WASHINGTON (Reuters) – Nearly 20% of International Monetary Fund staff say their work has been “unduly influenced” by supervisors, according to an internal survey released on Thursday as part of a review of data integrity standards that generally found “robust mechanisms” for institutional governance.
The review was launched last year by the IMF’s Executive Board following allegations in September 2021 that IMF Managing Director Kristalina Georgieva pressured World Bank staff to alter data to favour China in 2017 when she was chief executive of the development lender.
After a weeks-long probe of the matter involving China’s improved ranking in the World Bank’s now-discontinued “Doing Business” report, the IMF board decided to keep Georgieva as IMF managing director, but continued a review of the Fund’s data integrity policies.

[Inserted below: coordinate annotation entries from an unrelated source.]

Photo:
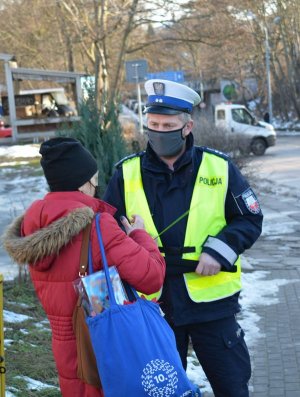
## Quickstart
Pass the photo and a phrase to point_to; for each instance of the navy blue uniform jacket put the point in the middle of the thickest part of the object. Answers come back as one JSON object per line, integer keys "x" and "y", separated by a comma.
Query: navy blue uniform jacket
{"x": 169, "y": 194}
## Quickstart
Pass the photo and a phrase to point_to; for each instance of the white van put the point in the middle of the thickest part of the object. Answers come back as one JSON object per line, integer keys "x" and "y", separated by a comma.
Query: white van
{"x": 255, "y": 135}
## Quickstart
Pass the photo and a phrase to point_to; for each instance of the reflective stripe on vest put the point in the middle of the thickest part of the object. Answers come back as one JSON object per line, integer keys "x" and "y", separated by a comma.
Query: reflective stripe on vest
{"x": 209, "y": 199}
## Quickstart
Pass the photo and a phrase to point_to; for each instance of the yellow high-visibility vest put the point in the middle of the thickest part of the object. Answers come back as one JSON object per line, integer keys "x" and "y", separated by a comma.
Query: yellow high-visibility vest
{"x": 206, "y": 218}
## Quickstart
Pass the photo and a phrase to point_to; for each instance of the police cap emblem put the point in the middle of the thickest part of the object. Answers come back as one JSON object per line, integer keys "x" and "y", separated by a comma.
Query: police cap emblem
{"x": 159, "y": 88}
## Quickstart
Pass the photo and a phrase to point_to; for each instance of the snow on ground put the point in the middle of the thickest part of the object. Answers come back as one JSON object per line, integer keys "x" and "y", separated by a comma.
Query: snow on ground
{"x": 256, "y": 292}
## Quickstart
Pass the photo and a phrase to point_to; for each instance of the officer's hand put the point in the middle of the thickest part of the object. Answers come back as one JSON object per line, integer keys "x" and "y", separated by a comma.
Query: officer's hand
{"x": 207, "y": 265}
{"x": 136, "y": 222}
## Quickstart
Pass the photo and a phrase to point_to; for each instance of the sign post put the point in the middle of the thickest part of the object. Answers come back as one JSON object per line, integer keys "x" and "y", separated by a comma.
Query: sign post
{"x": 135, "y": 72}
{"x": 2, "y": 362}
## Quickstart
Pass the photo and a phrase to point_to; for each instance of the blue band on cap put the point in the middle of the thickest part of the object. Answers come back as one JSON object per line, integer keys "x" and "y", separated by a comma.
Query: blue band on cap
{"x": 159, "y": 100}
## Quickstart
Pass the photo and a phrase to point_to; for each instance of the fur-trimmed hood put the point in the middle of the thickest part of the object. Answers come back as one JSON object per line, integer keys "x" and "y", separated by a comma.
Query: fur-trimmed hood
{"x": 47, "y": 241}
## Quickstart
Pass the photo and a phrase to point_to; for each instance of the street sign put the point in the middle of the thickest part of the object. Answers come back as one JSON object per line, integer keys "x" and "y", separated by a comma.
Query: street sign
{"x": 173, "y": 75}
{"x": 136, "y": 70}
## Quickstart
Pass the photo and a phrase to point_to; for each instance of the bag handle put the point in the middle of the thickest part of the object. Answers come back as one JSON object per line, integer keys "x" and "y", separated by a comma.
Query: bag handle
{"x": 111, "y": 293}
{"x": 84, "y": 250}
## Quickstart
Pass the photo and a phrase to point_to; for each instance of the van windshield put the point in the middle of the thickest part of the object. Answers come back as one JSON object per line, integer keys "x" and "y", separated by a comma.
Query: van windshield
{"x": 242, "y": 116}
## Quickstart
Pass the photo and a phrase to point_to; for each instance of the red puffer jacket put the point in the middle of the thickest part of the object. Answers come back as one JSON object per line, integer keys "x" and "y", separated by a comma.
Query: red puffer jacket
{"x": 49, "y": 237}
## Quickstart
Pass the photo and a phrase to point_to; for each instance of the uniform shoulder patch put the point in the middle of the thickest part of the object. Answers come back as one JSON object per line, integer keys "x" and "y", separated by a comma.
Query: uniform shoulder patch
{"x": 131, "y": 156}
{"x": 251, "y": 201}
{"x": 215, "y": 151}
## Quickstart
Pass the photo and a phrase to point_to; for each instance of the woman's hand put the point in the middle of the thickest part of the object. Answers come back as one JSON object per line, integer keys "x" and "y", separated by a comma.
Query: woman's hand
{"x": 136, "y": 222}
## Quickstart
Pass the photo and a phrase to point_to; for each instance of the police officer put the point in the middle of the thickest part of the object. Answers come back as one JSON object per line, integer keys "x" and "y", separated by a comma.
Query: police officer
{"x": 203, "y": 214}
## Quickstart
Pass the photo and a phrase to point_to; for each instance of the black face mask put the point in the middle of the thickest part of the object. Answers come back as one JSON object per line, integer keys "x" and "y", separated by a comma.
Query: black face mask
{"x": 97, "y": 190}
{"x": 167, "y": 143}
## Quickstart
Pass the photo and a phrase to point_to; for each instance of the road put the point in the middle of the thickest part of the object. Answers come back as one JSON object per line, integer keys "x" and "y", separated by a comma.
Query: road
{"x": 280, "y": 166}
{"x": 275, "y": 353}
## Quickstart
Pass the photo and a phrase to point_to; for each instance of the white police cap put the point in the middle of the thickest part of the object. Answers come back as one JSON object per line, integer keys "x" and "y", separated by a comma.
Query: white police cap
{"x": 168, "y": 97}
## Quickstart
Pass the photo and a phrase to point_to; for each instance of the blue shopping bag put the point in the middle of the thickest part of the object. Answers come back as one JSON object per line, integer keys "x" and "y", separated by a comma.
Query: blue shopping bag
{"x": 135, "y": 348}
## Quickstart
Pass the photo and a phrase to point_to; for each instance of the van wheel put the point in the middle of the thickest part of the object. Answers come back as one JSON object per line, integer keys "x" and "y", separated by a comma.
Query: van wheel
{"x": 258, "y": 146}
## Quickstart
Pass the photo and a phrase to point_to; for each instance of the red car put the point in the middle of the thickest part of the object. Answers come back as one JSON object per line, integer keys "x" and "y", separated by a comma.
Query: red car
{"x": 5, "y": 132}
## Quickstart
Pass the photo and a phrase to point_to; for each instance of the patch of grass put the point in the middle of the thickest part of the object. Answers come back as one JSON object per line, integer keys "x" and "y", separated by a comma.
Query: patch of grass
{"x": 29, "y": 353}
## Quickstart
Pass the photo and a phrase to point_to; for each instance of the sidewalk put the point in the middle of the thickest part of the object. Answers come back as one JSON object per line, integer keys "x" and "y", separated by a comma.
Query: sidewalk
{"x": 276, "y": 357}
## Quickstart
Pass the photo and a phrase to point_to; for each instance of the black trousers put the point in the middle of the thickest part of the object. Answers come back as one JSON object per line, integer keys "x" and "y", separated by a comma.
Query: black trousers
{"x": 222, "y": 352}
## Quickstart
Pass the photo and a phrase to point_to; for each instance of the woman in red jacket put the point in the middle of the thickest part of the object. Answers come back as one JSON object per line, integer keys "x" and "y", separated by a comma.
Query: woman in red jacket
{"x": 49, "y": 235}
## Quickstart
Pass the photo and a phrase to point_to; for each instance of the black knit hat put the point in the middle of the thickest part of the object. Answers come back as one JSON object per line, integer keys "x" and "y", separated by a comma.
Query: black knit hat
{"x": 67, "y": 164}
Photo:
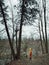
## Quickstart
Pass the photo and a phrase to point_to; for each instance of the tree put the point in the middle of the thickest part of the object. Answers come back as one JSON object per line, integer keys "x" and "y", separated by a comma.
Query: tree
{"x": 26, "y": 14}
{"x": 44, "y": 8}
{"x": 5, "y": 23}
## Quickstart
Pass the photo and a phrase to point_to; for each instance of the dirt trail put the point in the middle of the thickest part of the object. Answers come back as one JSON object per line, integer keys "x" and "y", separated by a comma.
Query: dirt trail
{"x": 41, "y": 60}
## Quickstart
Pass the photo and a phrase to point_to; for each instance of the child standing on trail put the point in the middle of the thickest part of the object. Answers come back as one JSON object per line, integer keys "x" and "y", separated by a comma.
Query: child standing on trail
{"x": 30, "y": 53}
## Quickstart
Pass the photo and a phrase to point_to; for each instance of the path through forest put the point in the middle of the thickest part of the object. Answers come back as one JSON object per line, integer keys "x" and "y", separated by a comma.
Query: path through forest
{"x": 41, "y": 60}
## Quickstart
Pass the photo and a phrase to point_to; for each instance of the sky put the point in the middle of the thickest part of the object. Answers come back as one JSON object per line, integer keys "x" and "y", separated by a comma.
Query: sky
{"x": 27, "y": 30}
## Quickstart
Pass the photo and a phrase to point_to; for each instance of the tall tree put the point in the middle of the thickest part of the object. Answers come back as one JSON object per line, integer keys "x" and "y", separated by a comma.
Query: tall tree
{"x": 44, "y": 8}
{"x": 5, "y": 23}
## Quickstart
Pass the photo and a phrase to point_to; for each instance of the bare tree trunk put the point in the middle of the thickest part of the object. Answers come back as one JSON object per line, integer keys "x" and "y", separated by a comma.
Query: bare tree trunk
{"x": 16, "y": 39}
{"x": 46, "y": 42}
{"x": 41, "y": 39}
{"x": 12, "y": 50}
{"x": 20, "y": 32}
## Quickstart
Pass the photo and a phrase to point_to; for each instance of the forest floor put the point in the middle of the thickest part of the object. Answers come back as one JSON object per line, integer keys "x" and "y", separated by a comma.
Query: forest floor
{"x": 40, "y": 60}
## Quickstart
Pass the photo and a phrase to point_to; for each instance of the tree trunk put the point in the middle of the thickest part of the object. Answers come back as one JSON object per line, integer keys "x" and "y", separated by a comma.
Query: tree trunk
{"x": 46, "y": 42}
{"x": 41, "y": 39}
{"x": 20, "y": 32}
{"x": 12, "y": 50}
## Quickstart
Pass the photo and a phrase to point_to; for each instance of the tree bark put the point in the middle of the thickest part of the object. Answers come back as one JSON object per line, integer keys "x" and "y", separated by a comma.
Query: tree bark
{"x": 46, "y": 42}
{"x": 41, "y": 39}
{"x": 12, "y": 50}
{"x": 20, "y": 32}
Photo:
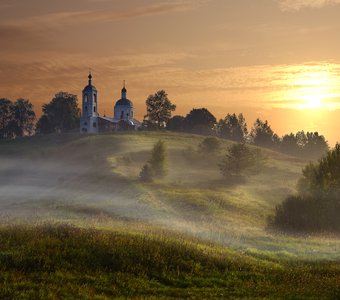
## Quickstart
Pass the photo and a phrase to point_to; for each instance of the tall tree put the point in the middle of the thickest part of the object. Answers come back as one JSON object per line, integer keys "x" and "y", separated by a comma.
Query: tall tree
{"x": 233, "y": 127}
{"x": 24, "y": 117}
{"x": 200, "y": 121}
{"x": 6, "y": 117}
{"x": 263, "y": 135}
{"x": 60, "y": 115}
{"x": 159, "y": 108}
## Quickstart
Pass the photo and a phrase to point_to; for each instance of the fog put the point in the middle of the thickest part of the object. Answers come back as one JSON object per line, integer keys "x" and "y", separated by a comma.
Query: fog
{"x": 86, "y": 189}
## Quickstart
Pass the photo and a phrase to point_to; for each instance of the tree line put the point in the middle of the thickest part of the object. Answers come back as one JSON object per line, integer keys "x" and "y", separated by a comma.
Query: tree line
{"x": 62, "y": 114}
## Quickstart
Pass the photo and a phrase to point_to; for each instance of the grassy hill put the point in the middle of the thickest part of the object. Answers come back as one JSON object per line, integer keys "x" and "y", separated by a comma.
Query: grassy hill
{"x": 192, "y": 234}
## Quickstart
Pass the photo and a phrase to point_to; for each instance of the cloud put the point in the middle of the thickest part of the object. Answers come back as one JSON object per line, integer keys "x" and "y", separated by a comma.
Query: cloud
{"x": 296, "y": 5}
{"x": 106, "y": 15}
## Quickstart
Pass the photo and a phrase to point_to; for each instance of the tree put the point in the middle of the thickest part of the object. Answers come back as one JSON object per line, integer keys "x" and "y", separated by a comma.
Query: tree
{"x": 24, "y": 117}
{"x": 239, "y": 159}
{"x": 159, "y": 109}
{"x": 233, "y": 127}
{"x": 16, "y": 119}
{"x": 6, "y": 117}
{"x": 210, "y": 145}
{"x": 146, "y": 174}
{"x": 200, "y": 121}
{"x": 176, "y": 123}
{"x": 316, "y": 207}
{"x": 289, "y": 145}
{"x": 158, "y": 159}
{"x": 263, "y": 135}
{"x": 60, "y": 115}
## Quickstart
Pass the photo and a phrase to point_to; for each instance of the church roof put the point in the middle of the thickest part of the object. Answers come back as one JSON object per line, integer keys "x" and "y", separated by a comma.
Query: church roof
{"x": 90, "y": 87}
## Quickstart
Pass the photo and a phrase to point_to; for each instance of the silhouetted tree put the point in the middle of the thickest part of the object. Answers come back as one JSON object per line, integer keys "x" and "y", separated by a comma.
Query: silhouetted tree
{"x": 24, "y": 117}
{"x": 6, "y": 117}
{"x": 60, "y": 115}
{"x": 200, "y": 121}
{"x": 317, "y": 205}
{"x": 176, "y": 123}
{"x": 16, "y": 119}
{"x": 263, "y": 135}
{"x": 146, "y": 174}
{"x": 233, "y": 127}
{"x": 158, "y": 159}
{"x": 240, "y": 159}
{"x": 158, "y": 108}
{"x": 289, "y": 145}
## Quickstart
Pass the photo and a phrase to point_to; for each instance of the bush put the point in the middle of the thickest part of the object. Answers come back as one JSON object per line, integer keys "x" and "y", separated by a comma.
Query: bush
{"x": 317, "y": 206}
{"x": 209, "y": 145}
{"x": 146, "y": 174}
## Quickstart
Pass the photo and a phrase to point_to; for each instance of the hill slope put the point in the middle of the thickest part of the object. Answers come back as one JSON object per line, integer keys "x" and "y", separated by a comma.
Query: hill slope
{"x": 92, "y": 182}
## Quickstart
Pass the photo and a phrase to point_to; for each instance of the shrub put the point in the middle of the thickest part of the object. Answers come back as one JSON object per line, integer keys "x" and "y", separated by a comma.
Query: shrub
{"x": 241, "y": 159}
{"x": 146, "y": 174}
{"x": 209, "y": 145}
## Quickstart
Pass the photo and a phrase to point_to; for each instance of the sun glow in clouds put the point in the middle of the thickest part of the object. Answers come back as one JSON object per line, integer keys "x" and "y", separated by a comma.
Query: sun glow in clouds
{"x": 313, "y": 89}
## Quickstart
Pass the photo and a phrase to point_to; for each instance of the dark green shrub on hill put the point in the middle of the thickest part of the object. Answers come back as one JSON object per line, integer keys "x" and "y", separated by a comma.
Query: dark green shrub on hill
{"x": 209, "y": 145}
{"x": 157, "y": 165}
{"x": 317, "y": 206}
{"x": 241, "y": 159}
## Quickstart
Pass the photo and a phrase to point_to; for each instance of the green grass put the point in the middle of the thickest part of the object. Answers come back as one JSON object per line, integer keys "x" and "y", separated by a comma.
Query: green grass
{"x": 58, "y": 261}
{"x": 192, "y": 234}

The IMF review of institutional safeguards found that the Fund “generally has robust mechanisms in place to ensure a high standard of institutional governance and analytical integrity, along with well-developed mechanisms to help IMF members prepare robust data.”
It said the IMF’s dispute resolution system was comparable to those of other international institutions and provides “multiple formal and informal mechanisms” for employees to express their workplace concerns.
But it acknowledged that there were gaps in the system, such as the internal review process raising the risk that staff will select topics for country reviews that are important for the Fund but less relevant for the county.
“In general, the Fund’s culture tends to not sufficiently incentivize staff to voice dissenting views,” the IMF said in the report.
A working group on data and analysis integrity recommended that more should be done to clarify the role of management and country executive directors in staff-conducted country analyses and to reinforce the independence of staff analysis, the report said.
The transparency and documentation of the IMF’s internal review system also should be improved, with a review from the fund’s Office of Internal Audit, according to the report.